叶臣都和宇文嫣宇文鹭径相来鞠躬相谢,王建说:“我便差人送来三匹好马,好接诸位进城。”杨复光哈哈大笑说:“何须另找良马,上得本座马车便是。”原来这杨复恭马车高及一丈有余,宽及三丈,可落座十几人之多。王建和鹿晏殊闻听杨复光相邀叶臣都和宇文家姐妹上马车,俱是惊疑不定。要知道这马车乃是杨复光心爱之座驾,非寻常客人如何有这般礼数?便是王健。鹿晏弘作为杨复光五义子之一,尚且无机会上得马车,更何况其他人等。
叶臣都和宇文嫣宇文鹭闻言也不客气,双脚一点,已经上了马车,但见马车之上茶几水酒一样备齐,杨复恭点头说:“三位请坐!”叶臣都和宇文姐妹也不客气大大咧咧的做下,宇文鹭说:“这马车果然是富丽堂皇,我也是第一次看见。”

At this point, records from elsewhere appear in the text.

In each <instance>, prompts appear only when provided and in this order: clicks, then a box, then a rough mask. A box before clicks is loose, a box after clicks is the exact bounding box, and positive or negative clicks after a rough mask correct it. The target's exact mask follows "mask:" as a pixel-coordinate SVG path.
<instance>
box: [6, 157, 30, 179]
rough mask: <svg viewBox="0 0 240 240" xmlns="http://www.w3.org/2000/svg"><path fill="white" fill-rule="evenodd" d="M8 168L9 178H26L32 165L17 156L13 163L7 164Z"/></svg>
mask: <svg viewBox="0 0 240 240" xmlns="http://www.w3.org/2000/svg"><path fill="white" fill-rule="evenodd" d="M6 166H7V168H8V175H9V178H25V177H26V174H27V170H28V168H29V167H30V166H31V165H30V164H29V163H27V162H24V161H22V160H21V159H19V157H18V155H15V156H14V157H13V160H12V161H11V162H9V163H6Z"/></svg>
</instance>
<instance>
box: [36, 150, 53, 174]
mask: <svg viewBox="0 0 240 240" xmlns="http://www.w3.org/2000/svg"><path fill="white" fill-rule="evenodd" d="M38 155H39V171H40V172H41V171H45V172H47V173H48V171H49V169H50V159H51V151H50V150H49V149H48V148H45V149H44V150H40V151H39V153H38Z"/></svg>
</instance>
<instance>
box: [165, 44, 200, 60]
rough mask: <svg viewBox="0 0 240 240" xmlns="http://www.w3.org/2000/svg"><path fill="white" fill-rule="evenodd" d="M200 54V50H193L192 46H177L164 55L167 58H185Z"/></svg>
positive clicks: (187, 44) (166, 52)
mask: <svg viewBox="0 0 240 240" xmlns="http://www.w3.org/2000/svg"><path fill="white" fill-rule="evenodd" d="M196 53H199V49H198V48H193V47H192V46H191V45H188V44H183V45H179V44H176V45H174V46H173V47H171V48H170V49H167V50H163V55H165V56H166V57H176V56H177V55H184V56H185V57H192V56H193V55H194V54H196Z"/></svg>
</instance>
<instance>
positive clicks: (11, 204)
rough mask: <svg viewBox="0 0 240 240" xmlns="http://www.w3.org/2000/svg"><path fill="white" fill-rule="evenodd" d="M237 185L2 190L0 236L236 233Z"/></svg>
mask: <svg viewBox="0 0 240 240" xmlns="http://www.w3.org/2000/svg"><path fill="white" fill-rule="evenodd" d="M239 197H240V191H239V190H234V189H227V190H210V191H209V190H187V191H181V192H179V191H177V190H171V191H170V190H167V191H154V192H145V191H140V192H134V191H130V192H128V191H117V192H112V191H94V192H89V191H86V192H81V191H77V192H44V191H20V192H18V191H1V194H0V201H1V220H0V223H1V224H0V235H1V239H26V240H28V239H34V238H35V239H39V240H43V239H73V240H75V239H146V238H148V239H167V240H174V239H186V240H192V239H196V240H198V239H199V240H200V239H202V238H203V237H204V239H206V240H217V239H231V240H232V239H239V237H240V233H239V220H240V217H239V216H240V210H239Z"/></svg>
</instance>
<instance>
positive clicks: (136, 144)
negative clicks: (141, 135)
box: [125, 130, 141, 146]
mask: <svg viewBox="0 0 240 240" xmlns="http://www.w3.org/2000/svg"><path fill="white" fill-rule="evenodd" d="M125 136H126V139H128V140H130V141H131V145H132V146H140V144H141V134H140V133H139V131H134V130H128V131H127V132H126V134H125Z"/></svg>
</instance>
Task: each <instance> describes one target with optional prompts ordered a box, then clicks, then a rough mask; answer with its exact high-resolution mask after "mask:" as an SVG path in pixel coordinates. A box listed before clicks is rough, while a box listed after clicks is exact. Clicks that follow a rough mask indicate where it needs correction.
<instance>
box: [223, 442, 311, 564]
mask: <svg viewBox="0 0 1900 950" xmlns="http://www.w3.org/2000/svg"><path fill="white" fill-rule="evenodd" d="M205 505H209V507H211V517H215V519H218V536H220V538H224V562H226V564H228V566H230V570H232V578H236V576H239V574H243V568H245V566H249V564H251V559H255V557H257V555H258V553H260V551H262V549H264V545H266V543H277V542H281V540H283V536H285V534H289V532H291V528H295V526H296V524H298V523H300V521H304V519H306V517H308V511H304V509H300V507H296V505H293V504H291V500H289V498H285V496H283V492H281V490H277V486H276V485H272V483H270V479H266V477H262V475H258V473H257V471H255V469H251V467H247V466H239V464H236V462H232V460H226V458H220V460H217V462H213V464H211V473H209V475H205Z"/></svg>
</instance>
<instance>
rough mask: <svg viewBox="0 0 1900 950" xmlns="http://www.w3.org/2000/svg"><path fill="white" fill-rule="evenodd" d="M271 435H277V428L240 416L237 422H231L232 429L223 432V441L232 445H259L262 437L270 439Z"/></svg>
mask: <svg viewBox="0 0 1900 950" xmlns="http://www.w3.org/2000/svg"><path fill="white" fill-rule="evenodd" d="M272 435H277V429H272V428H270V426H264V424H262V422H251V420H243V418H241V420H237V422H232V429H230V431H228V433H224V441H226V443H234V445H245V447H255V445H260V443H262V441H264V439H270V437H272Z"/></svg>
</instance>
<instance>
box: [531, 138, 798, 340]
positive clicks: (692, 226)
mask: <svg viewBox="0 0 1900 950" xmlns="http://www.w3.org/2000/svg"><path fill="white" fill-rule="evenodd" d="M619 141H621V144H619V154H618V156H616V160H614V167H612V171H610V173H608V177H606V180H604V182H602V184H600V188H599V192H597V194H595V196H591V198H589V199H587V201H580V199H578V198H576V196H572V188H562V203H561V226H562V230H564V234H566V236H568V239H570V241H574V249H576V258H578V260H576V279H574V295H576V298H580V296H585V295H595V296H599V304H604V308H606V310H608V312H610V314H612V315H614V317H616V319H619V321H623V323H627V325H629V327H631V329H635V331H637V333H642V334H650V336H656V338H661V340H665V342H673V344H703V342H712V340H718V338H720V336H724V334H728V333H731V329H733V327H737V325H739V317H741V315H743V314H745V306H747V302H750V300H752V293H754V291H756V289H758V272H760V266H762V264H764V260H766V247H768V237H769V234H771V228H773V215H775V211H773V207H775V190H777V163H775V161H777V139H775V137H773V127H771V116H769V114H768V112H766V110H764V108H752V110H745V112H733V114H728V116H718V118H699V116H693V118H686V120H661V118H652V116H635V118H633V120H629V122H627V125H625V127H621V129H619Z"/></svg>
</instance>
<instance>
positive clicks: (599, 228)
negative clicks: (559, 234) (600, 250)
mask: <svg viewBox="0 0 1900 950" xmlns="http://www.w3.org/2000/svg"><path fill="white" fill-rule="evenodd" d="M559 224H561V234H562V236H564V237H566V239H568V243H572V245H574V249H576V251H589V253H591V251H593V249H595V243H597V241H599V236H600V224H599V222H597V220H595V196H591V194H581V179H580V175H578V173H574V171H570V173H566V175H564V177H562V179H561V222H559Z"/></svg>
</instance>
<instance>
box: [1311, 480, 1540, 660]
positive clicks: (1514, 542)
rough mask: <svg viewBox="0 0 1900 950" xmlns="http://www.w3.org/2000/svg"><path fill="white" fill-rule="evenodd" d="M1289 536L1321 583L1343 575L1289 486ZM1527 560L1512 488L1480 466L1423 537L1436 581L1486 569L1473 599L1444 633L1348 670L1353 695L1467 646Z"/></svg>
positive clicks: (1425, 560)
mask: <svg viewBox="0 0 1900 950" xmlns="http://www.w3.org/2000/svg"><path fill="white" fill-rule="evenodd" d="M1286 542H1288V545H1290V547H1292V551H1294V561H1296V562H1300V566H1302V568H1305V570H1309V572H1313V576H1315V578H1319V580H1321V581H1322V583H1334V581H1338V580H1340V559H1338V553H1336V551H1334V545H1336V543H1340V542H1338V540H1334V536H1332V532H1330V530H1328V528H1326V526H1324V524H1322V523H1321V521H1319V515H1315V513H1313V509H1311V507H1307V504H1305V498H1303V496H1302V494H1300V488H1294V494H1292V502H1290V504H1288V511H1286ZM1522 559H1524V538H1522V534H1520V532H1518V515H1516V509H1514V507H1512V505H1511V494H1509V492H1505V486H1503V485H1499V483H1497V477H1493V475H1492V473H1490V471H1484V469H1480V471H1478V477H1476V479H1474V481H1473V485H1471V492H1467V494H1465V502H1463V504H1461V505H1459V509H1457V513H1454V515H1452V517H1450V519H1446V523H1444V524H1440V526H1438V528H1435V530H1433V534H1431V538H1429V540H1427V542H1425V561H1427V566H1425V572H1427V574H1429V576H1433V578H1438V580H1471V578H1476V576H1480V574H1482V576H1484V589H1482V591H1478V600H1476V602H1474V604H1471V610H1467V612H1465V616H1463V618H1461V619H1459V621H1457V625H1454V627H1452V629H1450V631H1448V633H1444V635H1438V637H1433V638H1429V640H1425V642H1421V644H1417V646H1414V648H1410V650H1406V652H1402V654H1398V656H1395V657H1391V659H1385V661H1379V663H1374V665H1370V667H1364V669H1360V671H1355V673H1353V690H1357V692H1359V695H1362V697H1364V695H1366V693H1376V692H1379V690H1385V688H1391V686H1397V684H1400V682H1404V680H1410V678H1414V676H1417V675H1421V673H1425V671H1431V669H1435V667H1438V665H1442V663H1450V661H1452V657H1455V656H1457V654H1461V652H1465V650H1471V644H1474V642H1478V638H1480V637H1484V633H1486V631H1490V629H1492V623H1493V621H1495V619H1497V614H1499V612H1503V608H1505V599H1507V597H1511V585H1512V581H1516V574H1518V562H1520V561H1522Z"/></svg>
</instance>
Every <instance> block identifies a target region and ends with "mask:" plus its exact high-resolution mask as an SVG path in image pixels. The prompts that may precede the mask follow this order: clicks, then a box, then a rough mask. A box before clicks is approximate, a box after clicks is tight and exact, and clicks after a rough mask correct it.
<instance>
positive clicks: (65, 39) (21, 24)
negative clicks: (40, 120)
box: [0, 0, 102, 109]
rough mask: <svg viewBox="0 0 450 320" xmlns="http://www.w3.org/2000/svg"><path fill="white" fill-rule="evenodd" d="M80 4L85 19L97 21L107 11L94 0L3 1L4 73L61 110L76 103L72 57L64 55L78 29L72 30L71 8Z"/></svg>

这时只见肃立在杨复光身侧的一个侍女嘻嘻笑说:“小姐却是荣幸,帝都王侯将相也没有几个有机会上来一座,前一阵子在马车上和杨大人对饮的乃是当朝宰相田令孜,这为相爷和我们家爷素来貌合神离,后脚一走,我们便把他用过的茶杯甩到了河里去了。”宇文嫣惊讶说:“这样说来,莫不是也要把我们用了的茶杯甩到了河里?”
这时,杨复恭哼了一声,那侍女吓得忽然脸色煞白,颤颤巍巍退了下去。杨复光嘿嘿笑说:“这丫鬟便仗着昨日给本座擦背,赞了她几句便放肆起来了。”